Ах! зло на свете бесконечно,
И люди будут — люди вечно.
Но что же нам, о друг любезный,
Осталось делать в жизни сей,
Когда не можем быть полезны,
Не можем пременить людей?
Оплакать бедных смертных долю
И мрачный свет предать на волю
Судьбы и рока: пусть они,
Сим миром правя искони,
И впредь творят что им угодно!
А мы, любя дышать свободно,
Себе построим тихий кров
За мрачной сению лесов [387],
Куда бы злые и невежды
Вовек дороги не нашли
И где б, без страха и надежды,
Мы в мире жить с собой могли [388].
«Без страха и надежды» — предельно точная формула той позы, в которой находится теперь поэт в отношении к миру. Этому соответствует и декларативный отказ от литературной деятельности, как обращенной именно к этому миру: «На долго прощаюсь с Литературою», — пишет Карамзин Дмитриеву в начале 1795 года [389]… и одновременно развертывает исключительно активную деятельность профессионального литератора. В 1794 году выходит первая часть «Аглаи», две части сборника «Мои безделки», куда вошли сочинения Карамзина в прозе и стихах, извлеченные из «Московского журнала», первая часть переведенных с французского «Новых Мармонтелевых повестей». Была написана повесть «Юлия», опубликованная в 1796 году. В 1795 выходит второй том «Аглаи», Карамзин начинает сотрудничать в «Московских ведомостях», ведет там раздел «Смесь», в котором публикует 169 небольших статеек, отдельным изданием выходит перевод повести Ж. Сталь «Мелина». В 1796 году вышла отдельным изданием повесть «Юлия» (и через год — во французском переводе), первая книга «Аонид», два тома «Аглаи» вторым изданием, отдельным изданием «Бедная Лиза» и в конце года — отдельным изданием «Ода на случай присяги московских жителей императору Павлу I».
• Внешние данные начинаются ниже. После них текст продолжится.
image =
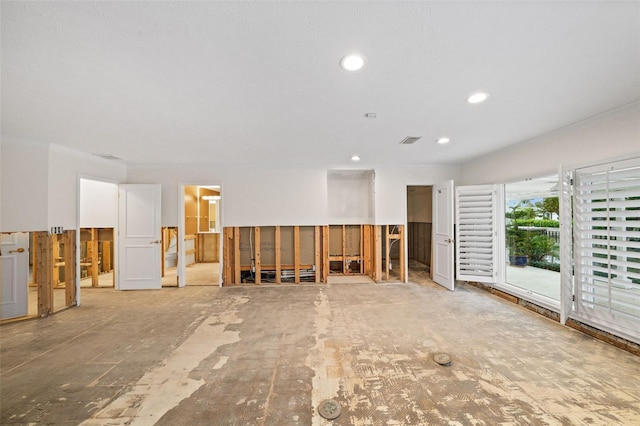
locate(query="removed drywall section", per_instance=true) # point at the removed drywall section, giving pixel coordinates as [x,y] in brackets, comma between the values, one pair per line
[98,204]
[271,254]
[65,165]
[350,196]
[391,188]
[25,186]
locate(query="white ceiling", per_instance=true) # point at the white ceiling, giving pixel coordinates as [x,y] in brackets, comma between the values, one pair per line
[258,83]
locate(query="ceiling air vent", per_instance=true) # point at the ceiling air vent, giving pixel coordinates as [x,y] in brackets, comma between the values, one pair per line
[108,156]
[410,140]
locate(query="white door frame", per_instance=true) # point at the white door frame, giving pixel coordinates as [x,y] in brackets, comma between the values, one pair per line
[181,270]
[136,236]
[444,238]
[15,247]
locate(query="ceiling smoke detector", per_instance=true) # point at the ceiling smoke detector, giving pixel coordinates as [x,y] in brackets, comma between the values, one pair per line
[410,140]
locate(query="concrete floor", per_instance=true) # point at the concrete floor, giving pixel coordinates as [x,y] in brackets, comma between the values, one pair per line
[268,355]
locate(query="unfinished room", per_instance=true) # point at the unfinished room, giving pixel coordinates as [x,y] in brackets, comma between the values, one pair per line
[320,213]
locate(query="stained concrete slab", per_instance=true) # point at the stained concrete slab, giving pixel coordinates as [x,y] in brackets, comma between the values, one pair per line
[268,355]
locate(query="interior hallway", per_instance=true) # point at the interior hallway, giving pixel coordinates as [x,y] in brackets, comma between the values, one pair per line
[268,355]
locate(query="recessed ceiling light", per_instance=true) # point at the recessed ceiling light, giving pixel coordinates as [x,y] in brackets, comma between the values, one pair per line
[352,62]
[476,98]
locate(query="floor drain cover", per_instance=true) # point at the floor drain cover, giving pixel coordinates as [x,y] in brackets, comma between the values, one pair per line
[329,409]
[442,359]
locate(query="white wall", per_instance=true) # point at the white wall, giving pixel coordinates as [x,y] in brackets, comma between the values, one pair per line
[609,136]
[296,196]
[40,184]
[350,196]
[65,166]
[24,170]
[99,204]
[250,197]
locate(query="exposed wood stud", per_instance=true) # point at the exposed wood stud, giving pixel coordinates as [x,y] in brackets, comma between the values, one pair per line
[296,251]
[278,255]
[34,259]
[345,269]
[366,250]
[387,259]
[325,253]
[44,284]
[236,255]
[402,254]
[95,258]
[163,245]
[318,253]
[258,274]
[378,253]
[69,239]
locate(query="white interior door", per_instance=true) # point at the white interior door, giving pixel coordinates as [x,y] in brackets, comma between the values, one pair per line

Одновременно был написан ряд стихотворений (среди них программного значения), которые публиковались в 1797 году и позже.
Если вспомнить, что вся эта писательская и издательская деятельность требовала постоянных связей с типографиями и книгопродавцами (печатать вторые издания имело смысл лишь когда разошлись первые, надо было следить за спросом), чтения корректур. Издание «Аонид» потребовало большой организационной работы по приглашению авторов, отбору текстов, вплоть до заботы о шрифтах и бумаге. Из письма Дмитриеву: «Дней пять занимаюсь я новым планом: выдать к новому году русский Almanach des Muses в маленькой формат, на голландской бумаге, и проч. Надеюсь на твою Музу: она может произвести к тому времени довольно хорошего. Михайло Матвеевич <Херасков>, Нелединской и проч. что нибудь напишут; а ты мог бы в Петербурге сказать о том Гав.<риле> Романовичу <Державину>, Львову, Козодавлеву и прочим. Они бы также дали нам несколько пиес. Начнем — а другие со временем возьмут на себя продолжение. Откроем сцену для русских стихотворцев, где бы могли они без стыда показываться публике. Отгоним прочь всех уродов, но призовем тех, которые имеют какой нибудь талант! Естьли мало наберется хорошего, поместим изрядное; но подлого, нечистого, каррикатурного, нам не надобно. Таким образом всякой год могли бы мы выдавать маленькую книжечку стихов — и дамам нашим не стыдно б было носить ее в кармане» [390]. Замысел этот реализовался под названием «Аониды».
Перед нами — развернутая программа весьма существенного издания. Прежде всего само название, под которым фигурировал альманах в замыслах Карамзина, свидетельствовало, во-первых, о стремлении ориентировать русскую поэзию на европейскую традицию и, во-вторых, об установке на то, чтобы занять равноправное место среди европейских литератур. Дело в том, что под названием L'almanach des Muses во Франции с 1764 года выходило издание, считавшееся эталоном достижений французской поэзии. В 1770 году Геттингенское общество поэтов начало издавать Musenalmanach, а в 1796 — в один год с Карамзиным — начал выходить Musenalmanach Шиллера. Русская поэзия, по мысли Карамзина, должна была изданием такого альманаха заявить о своей культурной зрелости, равноправно войдя в семью европейских муз. Но достижение этой цели мыслилось путем подчинения поэзии критериям «дамского вкуса», ориентации на изящество и утонченность вкусов культурной элиты.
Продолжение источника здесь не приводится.